August 3, 2011
How can you think of saying, “Friend, let me help you get rid of that speck in your eye,” when you can’t see past the log in your own eye? (v.42).
READ: Luke 6:41-43
Recently, I went to great lengths to help a friend. My efforts cost me significant time, money, and energy. And what did I get in return when it was all said and done? Nothing. Not even a “thank you.”
My stewing over this person’s lack of gratitude came to an abrupt halt, however, when I discovered a stack of blank “thank you” cards on my desk. I had neglected to fill them out and send them to people who had done far more for me than I had done for my friend.
Prior to this discovery, I had actually told myself, I would never fail to thank someone when thanks is due. The unwritten cards proved otherwise and emphasized that—once again—I needed the rebuke found in Luke 6:42: “How can you think of saying, ‘Friend, let me help you get rid of that speck in your eye,’ when you can’t see past the log in your own eye?”
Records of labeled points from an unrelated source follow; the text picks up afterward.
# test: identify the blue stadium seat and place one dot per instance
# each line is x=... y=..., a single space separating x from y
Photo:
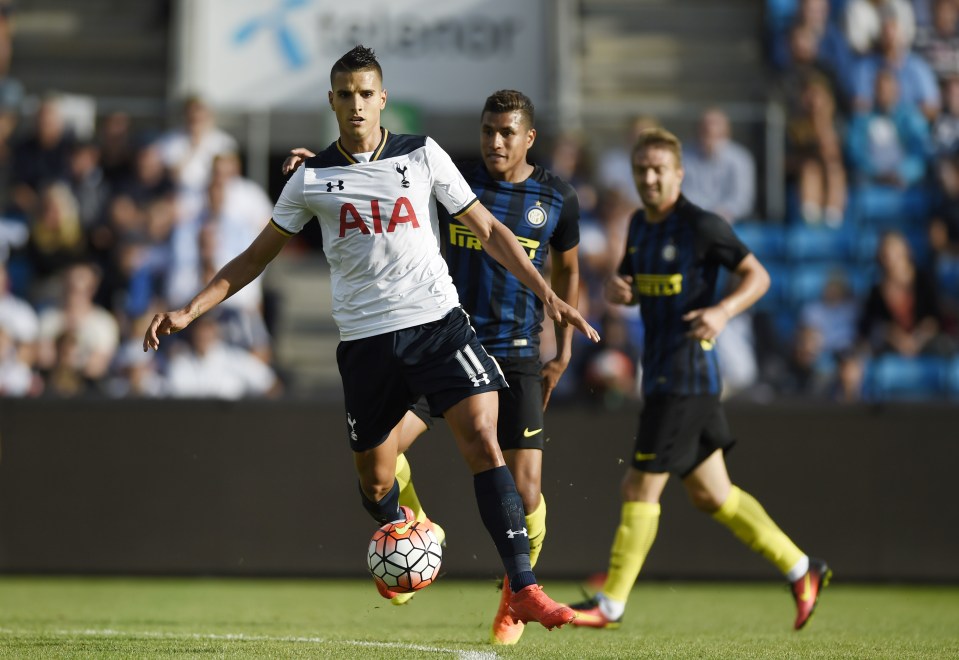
x=805 y=243
x=947 y=276
x=883 y=207
x=766 y=241
x=952 y=378
x=778 y=295
x=866 y=242
x=897 y=378
x=806 y=280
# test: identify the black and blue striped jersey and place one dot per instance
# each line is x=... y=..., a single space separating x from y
x=543 y=212
x=674 y=264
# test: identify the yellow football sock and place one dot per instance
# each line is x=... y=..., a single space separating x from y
x=536 y=528
x=408 y=496
x=638 y=523
x=747 y=519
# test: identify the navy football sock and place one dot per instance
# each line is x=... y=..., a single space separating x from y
x=387 y=509
x=501 y=509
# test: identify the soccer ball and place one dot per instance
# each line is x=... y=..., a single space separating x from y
x=404 y=556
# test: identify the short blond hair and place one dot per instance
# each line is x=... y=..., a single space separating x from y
x=662 y=139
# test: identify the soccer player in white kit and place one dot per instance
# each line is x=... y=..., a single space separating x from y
x=403 y=333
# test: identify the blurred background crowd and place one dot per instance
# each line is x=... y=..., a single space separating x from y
x=99 y=231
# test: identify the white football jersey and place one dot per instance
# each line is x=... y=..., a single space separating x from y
x=380 y=230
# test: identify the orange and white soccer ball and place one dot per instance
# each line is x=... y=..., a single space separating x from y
x=404 y=556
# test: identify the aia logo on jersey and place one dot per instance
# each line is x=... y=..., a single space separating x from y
x=402 y=172
x=402 y=213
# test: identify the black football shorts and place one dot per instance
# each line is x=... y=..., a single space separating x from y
x=521 y=405
x=678 y=432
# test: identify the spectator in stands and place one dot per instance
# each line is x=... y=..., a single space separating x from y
x=720 y=173
x=137 y=235
x=233 y=216
x=117 y=147
x=864 y=19
x=88 y=184
x=16 y=376
x=11 y=95
x=209 y=367
x=810 y=371
x=814 y=159
x=78 y=336
x=188 y=150
x=814 y=39
x=944 y=223
x=917 y=82
x=901 y=314
x=19 y=320
x=805 y=65
x=56 y=241
x=833 y=316
x=938 y=43
x=889 y=144
x=65 y=377
x=42 y=157
x=614 y=170
x=135 y=373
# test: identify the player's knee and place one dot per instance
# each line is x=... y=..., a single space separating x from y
x=704 y=500
x=530 y=495
x=375 y=489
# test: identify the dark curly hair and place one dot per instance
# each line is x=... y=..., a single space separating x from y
x=360 y=58
x=509 y=100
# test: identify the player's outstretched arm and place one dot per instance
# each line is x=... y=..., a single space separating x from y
x=708 y=322
x=564 y=279
x=501 y=244
x=242 y=270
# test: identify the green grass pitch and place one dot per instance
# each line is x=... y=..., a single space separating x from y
x=56 y=617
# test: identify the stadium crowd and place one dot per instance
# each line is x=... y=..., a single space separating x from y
x=98 y=234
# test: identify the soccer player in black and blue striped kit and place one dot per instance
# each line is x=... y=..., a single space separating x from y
x=542 y=210
x=674 y=251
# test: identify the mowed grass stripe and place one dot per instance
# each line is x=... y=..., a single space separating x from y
x=242 y=637
x=239 y=618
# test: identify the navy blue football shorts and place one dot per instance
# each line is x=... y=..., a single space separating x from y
x=384 y=375
x=678 y=432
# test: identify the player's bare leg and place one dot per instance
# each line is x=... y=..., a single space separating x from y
x=408 y=430
x=473 y=421
x=711 y=491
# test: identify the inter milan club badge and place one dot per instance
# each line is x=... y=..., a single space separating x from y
x=535 y=215
x=669 y=252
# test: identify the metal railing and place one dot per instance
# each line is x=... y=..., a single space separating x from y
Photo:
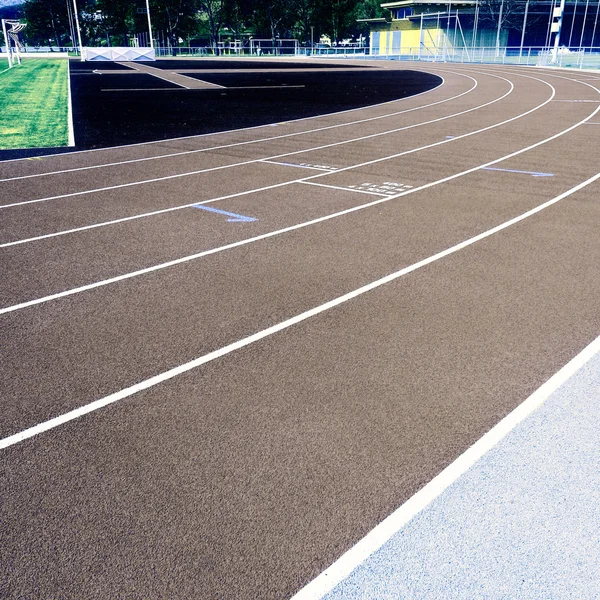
x=581 y=58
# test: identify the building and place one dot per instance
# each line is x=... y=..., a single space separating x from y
x=432 y=29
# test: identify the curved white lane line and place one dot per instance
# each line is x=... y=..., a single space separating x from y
x=182 y=260
x=353 y=557
x=245 y=162
x=256 y=141
x=202 y=135
x=179 y=207
x=392 y=524
x=269 y=187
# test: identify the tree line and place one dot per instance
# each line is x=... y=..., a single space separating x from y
x=115 y=22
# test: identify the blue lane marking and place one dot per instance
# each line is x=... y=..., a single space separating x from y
x=534 y=173
x=235 y=219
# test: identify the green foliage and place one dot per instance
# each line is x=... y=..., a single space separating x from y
x=114 y=22
x=34 y=104
x=47 y=23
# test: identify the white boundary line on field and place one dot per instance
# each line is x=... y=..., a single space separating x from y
x=377 y=537
x=202 y=135
x=182 y=260
x=347 y=564
x=339 y=187
x=300 y=180
x=262 y=159
x=244 y=143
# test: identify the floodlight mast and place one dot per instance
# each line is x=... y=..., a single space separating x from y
x=149 y=23
x=78 y=30
x=12 y=33
x=557 y=38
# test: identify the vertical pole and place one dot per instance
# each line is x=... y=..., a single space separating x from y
x=455 y=27
x=149 y=24
x=78 y=30
x=7 y=42
x=437 y=35
x=420 y=36
x=549 y=32
x=447 y=36
x=557 y=38
x=573 y=23
x=498 y=30
x=595 y=25
x=524 y=28
x=475 y=24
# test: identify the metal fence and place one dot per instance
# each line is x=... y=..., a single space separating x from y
x=581 y=58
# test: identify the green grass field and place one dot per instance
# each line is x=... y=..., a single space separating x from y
x=34 y=104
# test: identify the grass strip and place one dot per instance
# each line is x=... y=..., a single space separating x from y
x=34 y=104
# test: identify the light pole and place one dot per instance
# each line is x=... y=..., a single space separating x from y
x=498 y=31
x=78 y=30
x=149 y=23
x=7 y=41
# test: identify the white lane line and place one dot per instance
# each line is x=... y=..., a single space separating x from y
x=182 y=260
x=338 y=187
x=301 y=180
x=71 y=139
x=345 y=564
x=228 y=131
x=255 y=160
x=232 y=145
x=377 y=537
x=274 y=162
x=207 y=83
x=153 y=74
x=264 y=87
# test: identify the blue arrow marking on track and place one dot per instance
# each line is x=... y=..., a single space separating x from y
x=235 y=219
x=534 y=173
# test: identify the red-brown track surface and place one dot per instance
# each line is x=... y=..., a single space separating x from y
x=248 y=475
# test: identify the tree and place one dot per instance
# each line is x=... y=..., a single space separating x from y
x=47 y=22
x=212 y=12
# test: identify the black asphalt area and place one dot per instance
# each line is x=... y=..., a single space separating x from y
x=215 y=464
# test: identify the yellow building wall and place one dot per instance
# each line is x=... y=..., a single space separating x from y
x=411 y=38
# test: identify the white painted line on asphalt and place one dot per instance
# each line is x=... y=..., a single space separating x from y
x=348 y=563
x=248 y=162
x=260 y=237
x=179 y=89
x=151 y=72
x=255 y=141
x=203 y=135
x=337 y=187
x=377 y=537
x=274 y=162
x=180 y=207
x=266 y=235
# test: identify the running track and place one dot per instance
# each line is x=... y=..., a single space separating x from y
x=194 y=407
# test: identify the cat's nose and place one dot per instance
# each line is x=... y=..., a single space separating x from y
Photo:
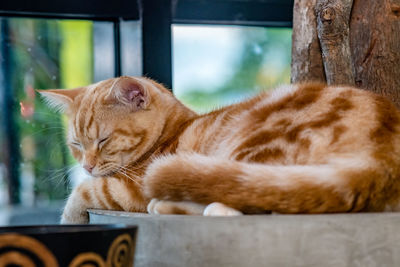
x=88 y=167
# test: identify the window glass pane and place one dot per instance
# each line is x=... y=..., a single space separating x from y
x=218 y=65
x=35 y=164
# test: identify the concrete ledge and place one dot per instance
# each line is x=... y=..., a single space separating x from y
x=263 y=240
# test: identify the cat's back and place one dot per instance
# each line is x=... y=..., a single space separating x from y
x=298 y=124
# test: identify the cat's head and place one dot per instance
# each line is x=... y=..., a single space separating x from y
x=112 y=123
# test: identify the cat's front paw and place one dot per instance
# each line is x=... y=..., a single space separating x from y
x=219 y=209
x=174 y=207
x=74 y=217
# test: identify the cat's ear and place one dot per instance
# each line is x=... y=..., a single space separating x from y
x=60 y=99
x=130 y=92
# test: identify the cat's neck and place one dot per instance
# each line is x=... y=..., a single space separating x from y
x=179 y=118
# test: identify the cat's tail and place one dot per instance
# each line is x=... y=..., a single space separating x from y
x=345 y=186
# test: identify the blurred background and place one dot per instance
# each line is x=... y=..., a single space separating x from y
x=212 y=66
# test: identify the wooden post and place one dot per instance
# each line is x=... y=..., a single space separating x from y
x=306 y=56
x=375 y=45
x=359 y=43
x=333 y=32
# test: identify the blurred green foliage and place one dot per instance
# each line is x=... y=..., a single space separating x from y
x=264 y=63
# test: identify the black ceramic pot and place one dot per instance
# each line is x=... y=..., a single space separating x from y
x=67 y=245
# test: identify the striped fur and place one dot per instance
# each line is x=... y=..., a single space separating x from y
x=305 y=148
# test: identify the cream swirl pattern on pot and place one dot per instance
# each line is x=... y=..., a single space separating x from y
x=25 y=251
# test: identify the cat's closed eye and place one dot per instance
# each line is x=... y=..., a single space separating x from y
x=76 y=144
x=102 y=142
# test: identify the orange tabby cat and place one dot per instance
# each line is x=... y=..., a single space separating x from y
x=300 y=149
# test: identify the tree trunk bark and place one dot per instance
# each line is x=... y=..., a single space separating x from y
x=333 y=32
x=360 y=44
x=306 y=56
x=375 y=43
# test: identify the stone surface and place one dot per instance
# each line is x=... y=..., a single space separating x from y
x=263 y=240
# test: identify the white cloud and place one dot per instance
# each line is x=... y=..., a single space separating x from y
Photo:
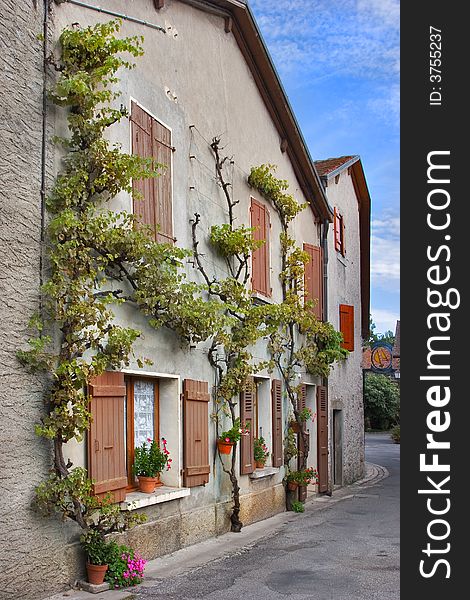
x=385 y=253
x=385 y=320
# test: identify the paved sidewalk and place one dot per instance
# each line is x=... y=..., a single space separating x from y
x=217 y=549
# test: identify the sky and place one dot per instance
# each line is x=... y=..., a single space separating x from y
x=340 y=66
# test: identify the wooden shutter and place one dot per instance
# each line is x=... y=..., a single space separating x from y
x=337 y=229
x=106 y=448
x=162 y=153
x=314 y=278
x=151 y=139
x=260 y=280
x=346 y=326
x=322 y=428
x=276 y=395
x=195 y=433
x=247 y=459
x=144 y=205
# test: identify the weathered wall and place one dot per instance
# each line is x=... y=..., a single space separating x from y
x=216 y=92
x=30 y=544
x=344 y=287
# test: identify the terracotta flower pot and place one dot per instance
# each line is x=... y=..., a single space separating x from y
x=294 y=426
x=224 y=447
x=148 y=484
x=96 y=573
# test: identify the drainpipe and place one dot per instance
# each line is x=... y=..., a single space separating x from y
x=45 y=51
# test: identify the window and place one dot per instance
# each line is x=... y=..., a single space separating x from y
x=151 y=139
x=260 y=280
x=142 y=417
x=340 y=242
x=346 y=326
x=314 y=278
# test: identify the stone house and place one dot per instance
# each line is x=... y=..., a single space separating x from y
x=207 y=73
x=348 y=308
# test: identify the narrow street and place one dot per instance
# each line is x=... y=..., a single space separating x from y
x=347 y=550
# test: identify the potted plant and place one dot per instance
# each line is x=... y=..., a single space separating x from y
x=149 y=462
x=229 y=438
x=301 y=478
x=260 y=451
x=97 y=555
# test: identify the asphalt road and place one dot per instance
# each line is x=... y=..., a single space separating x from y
x=348 y=550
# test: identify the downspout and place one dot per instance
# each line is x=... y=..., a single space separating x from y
x=324 y=247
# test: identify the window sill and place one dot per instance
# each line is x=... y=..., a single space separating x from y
x=136 y=500
x=266 y=472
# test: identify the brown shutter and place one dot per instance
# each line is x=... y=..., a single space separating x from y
x=276 y=395
x=144 y=205
x=314 y=278
x=162 y=153
x=346 y=326
x=300 y=439
x=195 y=433
x=106 y=449
x=260 y=258
x=247 y=459
x=337 y=229
x=322 y=428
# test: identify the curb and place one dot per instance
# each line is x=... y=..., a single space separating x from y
x=198 y=555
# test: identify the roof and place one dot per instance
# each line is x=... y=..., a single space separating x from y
x=328 y=166
x=240 y=21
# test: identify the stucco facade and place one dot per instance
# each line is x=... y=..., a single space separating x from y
x=195 y=80
x=346 y=287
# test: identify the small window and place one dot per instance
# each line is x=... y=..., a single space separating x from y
x=153 y=197
x=340 y=242
x=346 y=326
x=141 y=417
x=260 y=279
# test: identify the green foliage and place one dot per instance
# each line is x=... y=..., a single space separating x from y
x=297 y=506
x=381 y=401
x=125 y=567
x=97 y=550
x=303 y=476
x=395 y=433
x=234 y=434
x=232 y=241
x=260 y=449
x=149 y=461
x=73 y=498
x=262 y=178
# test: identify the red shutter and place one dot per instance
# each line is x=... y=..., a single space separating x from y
x=162 y=152
x=247 y=459
x=346 y=326
x=195 y=433
x=144 y=204
x=314 y=278
x=106 y=447
x=276 y=395
x=260 y=258
x=322 y=428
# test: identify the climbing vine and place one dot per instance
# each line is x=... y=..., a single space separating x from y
x=99 y=259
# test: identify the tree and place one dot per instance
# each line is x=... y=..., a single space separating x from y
x=381 y=401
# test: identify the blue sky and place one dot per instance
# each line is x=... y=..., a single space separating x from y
x=339 y=63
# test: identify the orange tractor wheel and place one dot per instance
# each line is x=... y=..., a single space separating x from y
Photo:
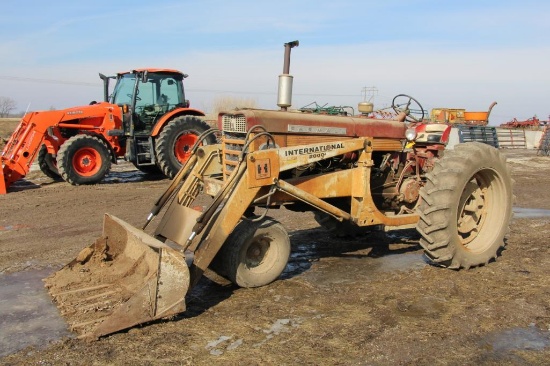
x=175 y=141
x=83 y=159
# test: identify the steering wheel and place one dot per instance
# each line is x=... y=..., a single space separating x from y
x=402 y=103
x=137 y=93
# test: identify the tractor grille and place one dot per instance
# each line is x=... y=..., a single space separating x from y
x=233 y=144
x=234 y=123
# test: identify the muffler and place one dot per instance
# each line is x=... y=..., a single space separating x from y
x=125 y=278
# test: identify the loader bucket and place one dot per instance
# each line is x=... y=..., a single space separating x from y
x=125 y=278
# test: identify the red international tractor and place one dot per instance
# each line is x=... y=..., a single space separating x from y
x=146 y=120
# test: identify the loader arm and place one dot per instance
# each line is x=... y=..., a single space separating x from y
x=23 y=145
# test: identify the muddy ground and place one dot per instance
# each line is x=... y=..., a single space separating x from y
x=368 y=300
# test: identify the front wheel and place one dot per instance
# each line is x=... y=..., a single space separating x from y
x=255 y=253
x=175 y=141
x=466 y=207
x=83 y=159
x=47 y=163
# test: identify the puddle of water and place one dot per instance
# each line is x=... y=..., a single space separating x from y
x=350 y=270
x=530 y=338
x=27 y=315
x=530 y=213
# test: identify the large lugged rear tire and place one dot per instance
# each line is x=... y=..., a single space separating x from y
x=47 y=163
x=83 y=159
x=255 y=253
x=175 y=141
x=466 y=207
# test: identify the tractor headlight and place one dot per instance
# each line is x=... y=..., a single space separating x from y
x=410 y=134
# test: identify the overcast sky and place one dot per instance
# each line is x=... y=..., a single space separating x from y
x=452 y=54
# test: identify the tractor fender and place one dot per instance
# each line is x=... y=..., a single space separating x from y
x=171 y=115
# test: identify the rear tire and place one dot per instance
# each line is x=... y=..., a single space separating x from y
x=83 y=159
x=47 y=163
x=255 y=253
x=466 y=207
x=175 y=141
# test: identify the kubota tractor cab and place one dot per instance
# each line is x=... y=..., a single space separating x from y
x=146 y=120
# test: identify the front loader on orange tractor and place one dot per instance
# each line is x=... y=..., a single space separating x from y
x=146 y=120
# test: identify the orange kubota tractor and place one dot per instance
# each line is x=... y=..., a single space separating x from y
x=146 y=120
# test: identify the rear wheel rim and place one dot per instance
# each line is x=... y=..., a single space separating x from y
x=183 y=145
x=87 y=162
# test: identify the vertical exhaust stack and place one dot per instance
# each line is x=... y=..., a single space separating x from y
x=284 y=95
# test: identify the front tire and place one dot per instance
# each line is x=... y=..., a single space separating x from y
x=255 y=253
x=466 y=207
x=83 y=159
x=175 y=141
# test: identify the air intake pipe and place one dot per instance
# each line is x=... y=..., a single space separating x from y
x=284 y=95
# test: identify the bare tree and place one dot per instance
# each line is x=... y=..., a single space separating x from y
x=6 y=106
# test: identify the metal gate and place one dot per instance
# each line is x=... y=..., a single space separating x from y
x=485 y=134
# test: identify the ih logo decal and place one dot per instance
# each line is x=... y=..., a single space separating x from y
x=263 y=168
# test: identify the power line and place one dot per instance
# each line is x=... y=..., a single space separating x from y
x=48 y=81
x=82 y=83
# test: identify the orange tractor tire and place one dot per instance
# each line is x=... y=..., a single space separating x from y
x=174 y=143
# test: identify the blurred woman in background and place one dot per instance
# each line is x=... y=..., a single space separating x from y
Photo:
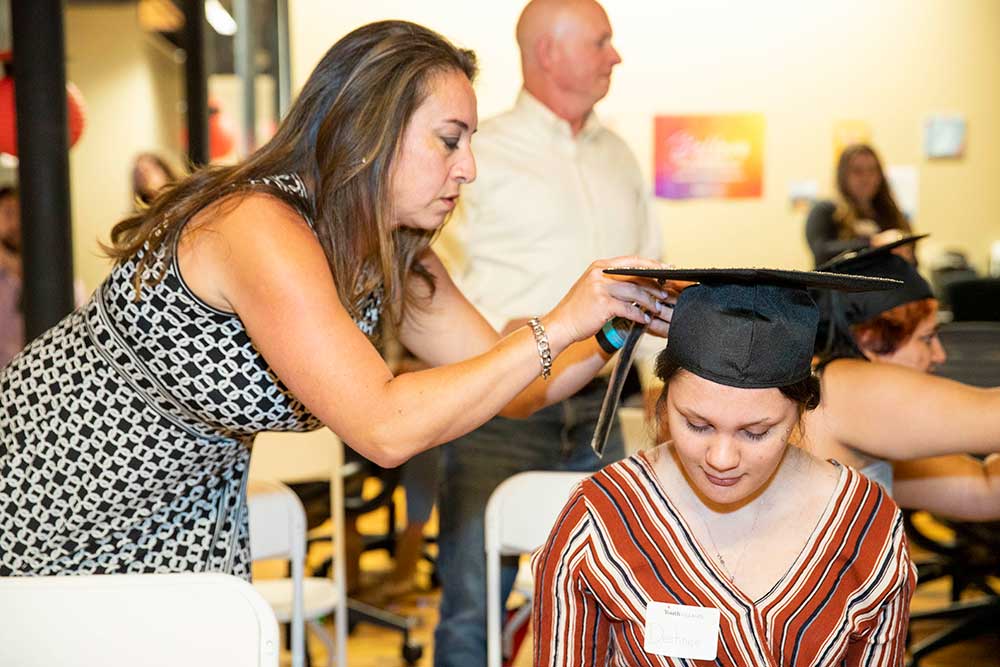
x=864 y=213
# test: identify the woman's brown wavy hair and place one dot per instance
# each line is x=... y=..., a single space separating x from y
x=341 y=136
x=887 y=212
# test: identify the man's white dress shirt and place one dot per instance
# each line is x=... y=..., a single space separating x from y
x=545 y=205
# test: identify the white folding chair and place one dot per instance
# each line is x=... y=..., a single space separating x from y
x=154 y=620
x=278 y=530
x=519 y=516
x=635 y=429
x=305 y=457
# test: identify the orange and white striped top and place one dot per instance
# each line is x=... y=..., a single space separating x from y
x=620 y=544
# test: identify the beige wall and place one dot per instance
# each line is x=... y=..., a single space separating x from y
x=132 y=88
x=804 y=65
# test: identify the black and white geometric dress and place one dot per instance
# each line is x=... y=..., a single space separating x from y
x=125 y=433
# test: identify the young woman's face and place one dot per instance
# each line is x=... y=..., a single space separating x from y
x=863 y=177
x=435 y=156
x=922 y=351
x=728 y=440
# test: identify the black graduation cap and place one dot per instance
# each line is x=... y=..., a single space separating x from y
x=749 y=328
x=881 y=262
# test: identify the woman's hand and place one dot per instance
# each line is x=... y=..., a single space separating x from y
x=597 y=297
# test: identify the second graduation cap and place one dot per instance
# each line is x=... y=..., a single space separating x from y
x=881 y=262
x=749 y=328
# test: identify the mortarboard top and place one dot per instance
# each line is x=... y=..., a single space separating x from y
x=881 y=262
x=749 y=328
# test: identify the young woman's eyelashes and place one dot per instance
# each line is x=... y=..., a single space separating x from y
x=705 y=428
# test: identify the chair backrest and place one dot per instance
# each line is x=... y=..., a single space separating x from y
x=973 y=353
x=522 y=510
x=309 y=457
x=154 y=620
x=296 y=457
x=974 y=300
x=277 y=521
x=519 y=517
x=635 y=429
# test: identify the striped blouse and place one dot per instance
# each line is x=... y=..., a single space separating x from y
x=620 y=543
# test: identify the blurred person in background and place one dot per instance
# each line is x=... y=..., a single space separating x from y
x=150 y=174
x=865 y=213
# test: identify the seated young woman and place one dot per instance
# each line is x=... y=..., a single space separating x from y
x=728 y=544
x=885 y=414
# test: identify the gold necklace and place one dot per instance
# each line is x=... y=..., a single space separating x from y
x=731 y=572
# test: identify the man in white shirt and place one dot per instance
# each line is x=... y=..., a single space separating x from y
x=555 y=190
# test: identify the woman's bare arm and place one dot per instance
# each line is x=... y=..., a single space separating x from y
x=892 y=412
x=957 y=487
x=260 y=260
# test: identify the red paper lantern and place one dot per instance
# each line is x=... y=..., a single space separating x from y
x=75 y=115
x=221 y=135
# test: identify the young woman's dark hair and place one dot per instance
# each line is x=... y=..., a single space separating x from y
x=804 y=393
x=341 y=136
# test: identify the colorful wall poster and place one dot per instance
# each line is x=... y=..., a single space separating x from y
x=944 y=136
x=701 y=157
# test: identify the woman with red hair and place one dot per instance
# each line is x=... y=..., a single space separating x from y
x=885 y=414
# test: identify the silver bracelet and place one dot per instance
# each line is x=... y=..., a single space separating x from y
x=542 y=341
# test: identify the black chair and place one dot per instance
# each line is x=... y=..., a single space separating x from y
x=974 y=299
x=973 y=353
x=357 y=472
x=973 y=556
x=970 y=560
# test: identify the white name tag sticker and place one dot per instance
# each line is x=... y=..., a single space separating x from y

Am I alone here, or do you also find it easier to find faults in others than to be honest about your own shortcomings? Scripture doesn’t sugarcoat how God feels about hypocrisy. It clearly states that He takes no pleasure in people’s false appearances of virtue (Psalm 78:36-37), particularly the expression of our faith.
Jesus said, “What sorrow awaits you teachers of religious law and you Pharisees. Hypocrites! For you are so careful to clean the outside of the cup and the dish, but inside you are filthy—full of greed and self-indulgence!” (Matthew 23:25). And while we may think our flaws and sins are concealed, they aren’t. “For the Lord sees clearly what a man does, examining every path he takes” (Proverbs 5:21).
Unlike people, God can see into the depths of our heart (1 Samuel 16:6-8). He won’t relate to our hypocrisy, but He can help us live out honesty and integrity. —Roxanne Robbins
Ask God to show you an area of hypocrisy in your life. How will you apply the truths found in God’s Word to this issue?